It has never been more important to organize, standardize, and centralize data collection in the pursuit of new medicines. As a recent article in Genetic Engineering and Biotechnology news explains, "data serves as the foundation of today’s biotechnology and pharmaceutical industries, and that foundation keeps expanding." The sheer amount of data produced during discovery, expression, characterization, and preclinical studies can feel overwhelming, and the disparate tools required to manage all of that data can sometimes impede as much as they assist. Bioregistry software designed to support a team's goals by properly modeling, easily recording, and flexibly querying data is thus an essential component of therapeutic discovery and development.
Getting Organized
At StackWave, we've seen many different methods of organizing research data. Some teams begin with one or more spreadsheets. Other teams might have a database expert on hand who can put together a Filemaker or Access database. Still others purchase an electronic laboratory notebook (ELN) and try to shoehorn recordkeeping into it. Let's examine the shortcomings of these three strategies.
First, there's no enforcement of standards. Scientists may use different names for the same thing or different spelling/punctuation for the same name. This leads to duplicate data entry, making it difficult to find information for a project as data for the same therapeutic candidate gets spread across multiple uncorrelated records. The right bioregistry solution forces scientists to use the same terminology, ensures that duplicate molecules are not being recorded, and mitigates the risk of poor-quality data being entered in the first place.
Next, while ELN software may be able to scale as the team grows, spreadsheets and database files do not. Different versions of a spreadsheet can make their way through a teams' inboxes, increasing the risk of information being duplicated or lost. Team members may be forced to spend time reconciling all of these different versions. A file-based database suffers from a similar risk if it's shared in this way, but it also requires either the entire team to learn about database management, or for a single member of the team to be responsible for recording all of the information - typically an untenable approach.
Finally, each of these methods complicates the development of an integrated system for data management and analysis. Many different tools and systems are often required to successfully bring new drugs to market, and the rapid development of AI and ML methods for drug discovery present enormous opportunities for teams positioned to take advantage of them. In each case, the ready availability of properly-formatted data through APIs can be the difference between seamless interoperation and missed opportunity.
Being FAIR
Adopting a bioregistry solution that fits your team and your industry can do more than address the shortcomings identified in the previous section - it can also help make data more FAIR. FAIR data is findable, accessible, interoperable, and reusable. As noted in the 2016 article on this topic in the journal Nature, "Good data management ... is the key conduit leading to knowledge discovery and innovation, and to subsequent data and knowledge integration" by other team members.
By enforcing a single, canonical name for every record and ensuring well-validated input, bioregistries help to make data more findable. Canonical names become the keys that unlock all of the attendant data collected for biological entities in the bioregistry. In addition, a good user interface with simple but flexible search tools make the data highly accessible; such a system simplifies the access of everyone using it, putting more information within reach of more scientists.

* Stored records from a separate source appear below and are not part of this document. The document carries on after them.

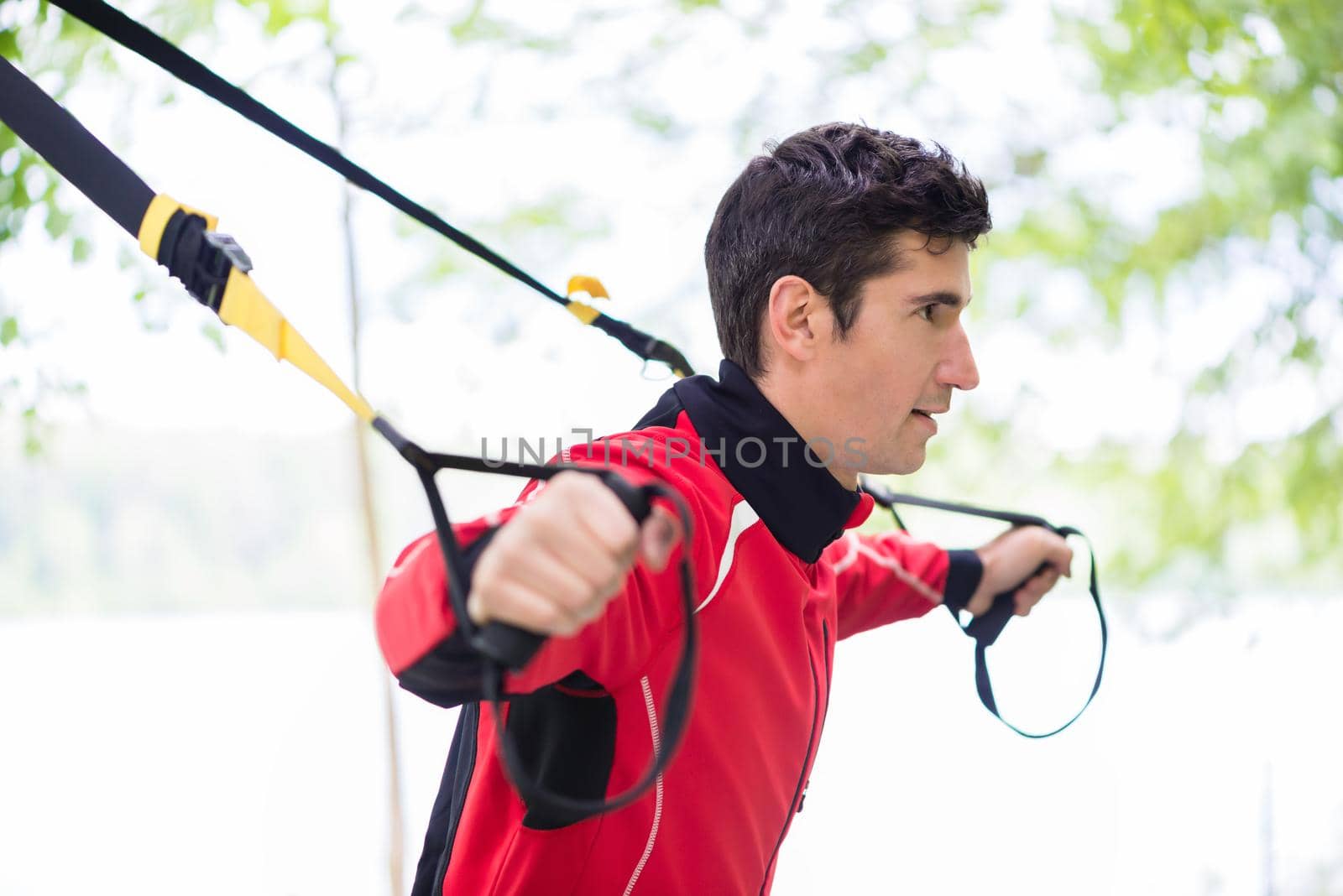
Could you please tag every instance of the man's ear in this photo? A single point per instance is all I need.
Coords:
(794, 318)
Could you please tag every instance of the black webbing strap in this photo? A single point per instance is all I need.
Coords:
(203, 262)
(77, 154)
(508, 647)
(986, 628)
(134, 36)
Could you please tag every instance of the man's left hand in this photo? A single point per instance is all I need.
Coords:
(1013, 558)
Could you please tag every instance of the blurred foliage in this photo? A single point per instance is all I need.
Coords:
(1260, 83)
(1257, 83)
(57, 51)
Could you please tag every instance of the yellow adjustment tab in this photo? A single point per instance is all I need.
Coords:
(245, 307)
(584, 313)
(156, 219)
(590, 284)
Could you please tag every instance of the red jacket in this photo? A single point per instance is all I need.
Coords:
(779, 578)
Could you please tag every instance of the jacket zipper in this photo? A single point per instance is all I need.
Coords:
(458, 801)
(812, 741)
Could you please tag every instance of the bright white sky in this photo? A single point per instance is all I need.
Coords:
(1158, 815)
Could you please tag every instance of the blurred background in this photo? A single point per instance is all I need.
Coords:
(191, 537)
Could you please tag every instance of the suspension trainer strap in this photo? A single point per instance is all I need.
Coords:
(134, 36)
(508, 647)
(986, 628)
(215, 271)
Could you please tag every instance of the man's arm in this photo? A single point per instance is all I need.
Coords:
(562, 562)
(888, 577)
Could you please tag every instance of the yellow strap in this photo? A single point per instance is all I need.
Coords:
(156, 219)
(245, 307)
(584, 313)
(590, 284)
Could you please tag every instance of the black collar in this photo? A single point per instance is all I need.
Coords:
(766, 461)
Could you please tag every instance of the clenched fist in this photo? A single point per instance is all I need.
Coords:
(1014, 555)
(554, 566)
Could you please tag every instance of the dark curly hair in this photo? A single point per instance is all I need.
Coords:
(823, 206)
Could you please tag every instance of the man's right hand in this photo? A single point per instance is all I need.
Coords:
(554, 566)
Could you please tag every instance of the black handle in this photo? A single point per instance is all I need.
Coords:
(514, 647)
(989, 625)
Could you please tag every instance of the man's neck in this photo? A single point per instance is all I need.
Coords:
(794, 408)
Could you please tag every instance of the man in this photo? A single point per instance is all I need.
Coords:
(839, 275)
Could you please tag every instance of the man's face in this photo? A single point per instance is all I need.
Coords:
(907, 351)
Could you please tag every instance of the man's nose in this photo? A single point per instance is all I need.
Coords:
(958, 367)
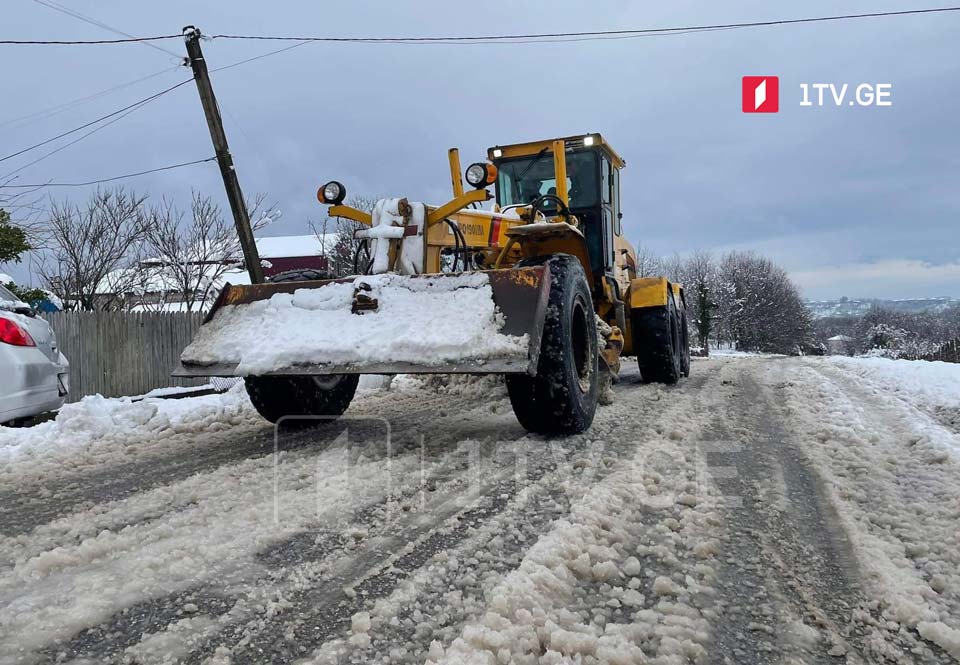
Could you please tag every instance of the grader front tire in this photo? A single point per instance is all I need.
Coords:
(276, 397)
(561, 399)
(658, 340)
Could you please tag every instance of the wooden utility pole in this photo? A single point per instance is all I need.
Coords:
(231, 183)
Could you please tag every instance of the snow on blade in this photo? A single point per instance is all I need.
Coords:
(424, 321)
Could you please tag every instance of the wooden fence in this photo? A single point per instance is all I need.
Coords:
(123, 353)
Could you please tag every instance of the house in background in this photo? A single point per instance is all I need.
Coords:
(151, 285)
(282, 253)
(840, 345)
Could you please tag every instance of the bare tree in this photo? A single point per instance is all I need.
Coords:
(648, 263)
(344, 252)
(184, 257)
(90, 257)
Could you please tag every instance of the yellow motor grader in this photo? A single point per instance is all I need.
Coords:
(541, 287)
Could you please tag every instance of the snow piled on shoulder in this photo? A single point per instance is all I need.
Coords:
(418, 320)
(96, 420)
(934, 384)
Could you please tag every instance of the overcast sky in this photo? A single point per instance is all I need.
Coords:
(853, 201)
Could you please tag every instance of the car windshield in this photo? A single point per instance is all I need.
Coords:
(6, 296)
(523, 180)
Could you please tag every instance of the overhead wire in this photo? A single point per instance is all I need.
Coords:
(585, 35)
(136, 104)
(111, 179)
(51, 111)
(92, 21)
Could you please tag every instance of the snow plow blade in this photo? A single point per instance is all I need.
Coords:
(468, 323)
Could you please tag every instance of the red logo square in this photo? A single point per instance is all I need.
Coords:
(761, 94)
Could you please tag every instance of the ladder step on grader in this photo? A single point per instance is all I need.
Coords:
(542, 288)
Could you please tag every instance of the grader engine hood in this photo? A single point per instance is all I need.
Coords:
(482, 322)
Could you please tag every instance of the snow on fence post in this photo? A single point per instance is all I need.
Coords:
(123, 353)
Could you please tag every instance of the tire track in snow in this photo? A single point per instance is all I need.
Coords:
(789, 584)
(323, 612)
(898, 490)
(85, 643)
(28, 505)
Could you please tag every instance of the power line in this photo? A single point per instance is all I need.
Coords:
(591, 34)
(73, 142)
(137, 104)
(257, 57)
(85, 42)
(51, 111)
(469, 39)
(86, 19)
(103, 180)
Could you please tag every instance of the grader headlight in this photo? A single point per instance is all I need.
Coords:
(481, 174)
(333, 193)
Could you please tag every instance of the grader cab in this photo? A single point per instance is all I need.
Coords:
(541, 287)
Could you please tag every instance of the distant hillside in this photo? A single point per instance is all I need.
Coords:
(855, 307)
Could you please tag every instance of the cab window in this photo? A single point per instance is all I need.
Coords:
(520, 181)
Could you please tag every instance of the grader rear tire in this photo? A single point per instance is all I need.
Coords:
(561, 398)
(275, 397)
(657, 339)
(684, 344)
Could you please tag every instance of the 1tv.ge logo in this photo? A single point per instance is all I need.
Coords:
(761, 94)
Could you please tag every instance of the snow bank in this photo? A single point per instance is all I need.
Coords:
(97, 420)
(423, 321)
(887, 466)
(917, 381)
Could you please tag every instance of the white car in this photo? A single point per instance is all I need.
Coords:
(34, 375)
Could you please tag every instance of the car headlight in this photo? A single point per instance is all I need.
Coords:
(332, 193)
(481, 174)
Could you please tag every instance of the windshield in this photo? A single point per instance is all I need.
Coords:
(523, 180)
(6, 295)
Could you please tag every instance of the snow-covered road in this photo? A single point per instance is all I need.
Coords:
(766, 510)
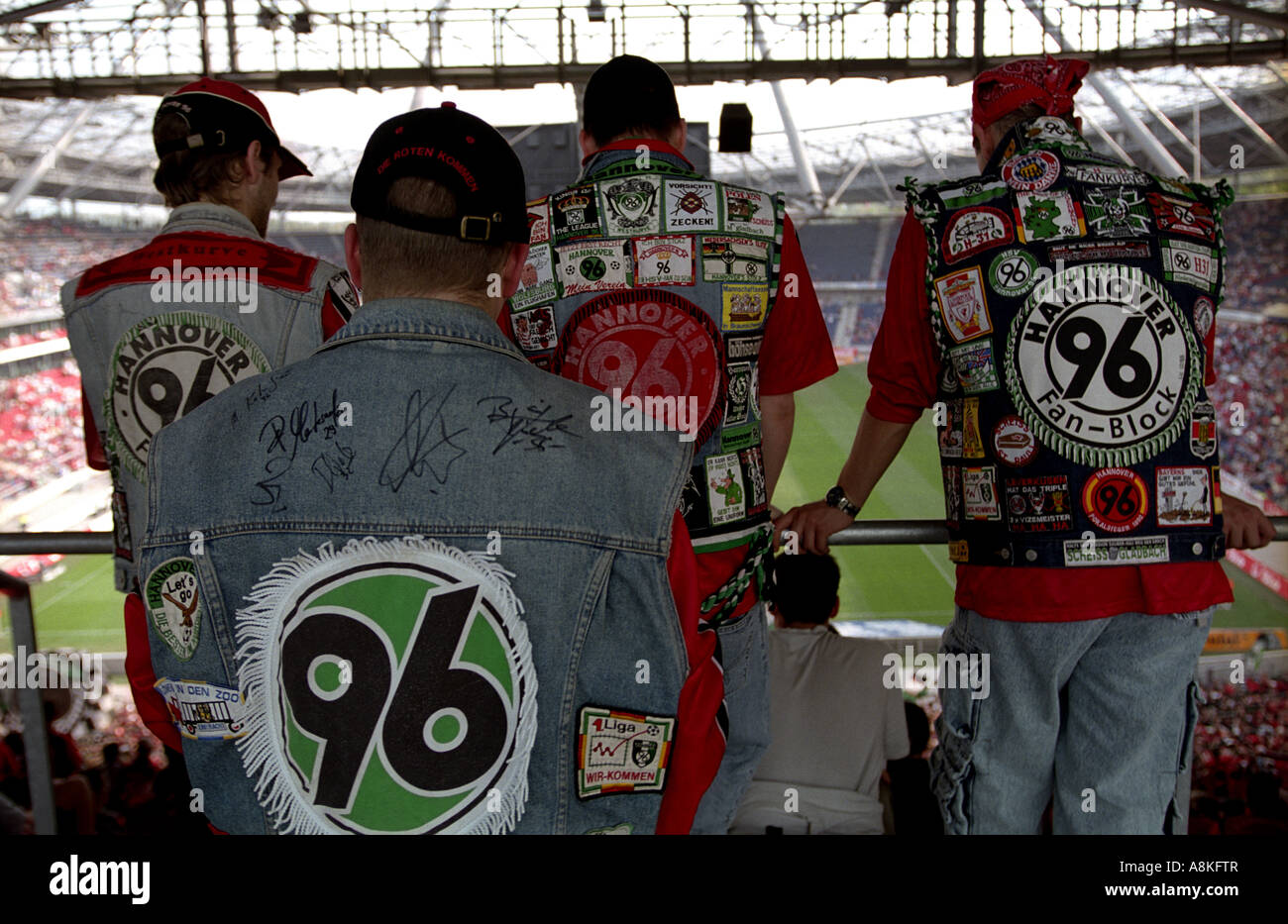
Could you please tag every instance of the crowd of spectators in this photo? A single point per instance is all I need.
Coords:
(1240, 760)
(40, 429)
(111, 774)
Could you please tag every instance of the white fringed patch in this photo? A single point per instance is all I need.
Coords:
(259, 624)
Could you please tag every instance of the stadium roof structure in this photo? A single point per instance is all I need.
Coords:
(1167, 72)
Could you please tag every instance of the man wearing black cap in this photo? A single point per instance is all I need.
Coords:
(205, 304)
(648, 280)
(450, 611)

Bioregistries with well-designed APIs that can provide data in multiple standard formats are highly interoperable. Other tools can easily obtain the information they need, making it easy to incorporate that information into downstream workflows and analyses. Informatics team members can easily integrate or extend the system through their own scripts and programs.
Finally, if the bioregistry has been designed with the team’s therapeutic format in mind, the data in it becomes highly reusable. A rich and meaningful universe of metadata is available to interpret existing data in new contexts, and connections between biological entities help to develop a "bigger picture" that can drive further insight and action. This data and metadata can also be reused to serve as the foundation for the development or application of AI and ML methods specific to a team’s research.